Monte Carlo and quasi-Monte Carlo integration for likelihood functions

TL;DR

This paper compares Monte Carlo and quasi-Monte Carlo methods for likelihood function integration, analyzing their errors and scaling behavior with data points and dimension, revealing conditions where QMC outperforms MC.

Contribution

It provides a detailed comparison of MC and QMC integration errors, including new bounds on high-dimensional star discrepancy for Halton sequences.

Findings

QMC outperforms MC when certain logarithmic and data-dependent factors are small.

Both methods exhibit poor scaling in very high dimensions.
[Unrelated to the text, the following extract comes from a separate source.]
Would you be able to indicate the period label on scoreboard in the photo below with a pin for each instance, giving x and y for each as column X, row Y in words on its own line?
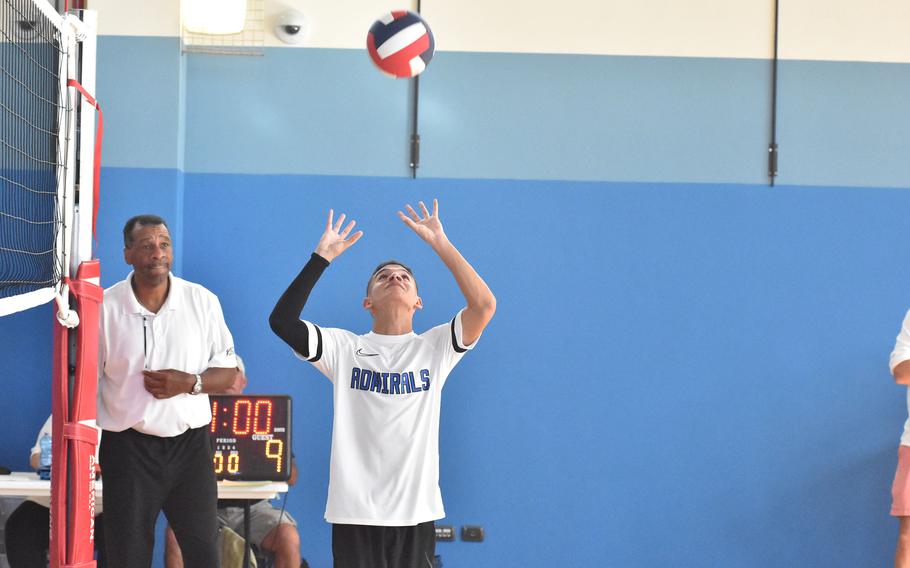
column 251, row 437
QMC's advantage depends on the relationship between m, n, and p.

Abstract

We compare the integration error of Monte Carlo (MC) and quasi-Monte Carlo (QMC) methods for approximating the normalizing constant of posterior distributions and certain marginal likelihoods. In doing so, we characterize the dependency of the relative and absolute integration errors on the number of data points ($n$), the number of grid points ($m$) and the dimension of the integral ($p$). We find that if the dimension of the integral remains fixed as $n$ and $m$ tend to infinity, the scaling rate of the relative error of MC integration includes an additional $n^{1/2}\log(n)^{p/2}$ data-dependent factor, while for QMC this factor is $\log(n)^{p/2}$. In this scenario, QMC will outperform MC if $\log(m)^{p - 1/2}/\sqrt{mn\log(n)} < 1$, which differs from the usual result that QMC will outperform MC if $\log(m)^p/m^{1/2} < 1$.The accuracies of MC and QMC methods are also examined in the high-dimensional setting as $p \rightarrow \infty$, where MC gives more optimistic results as the scaling in dimension is slower than that of QMC when the Halton sequence is used to construct the low discrepancy grid; however both methods display poor dimensional scaling as expected. An additional contribution of this work is a bound on the high-dimensional scaling of the star discrepancy for the Halton sequence.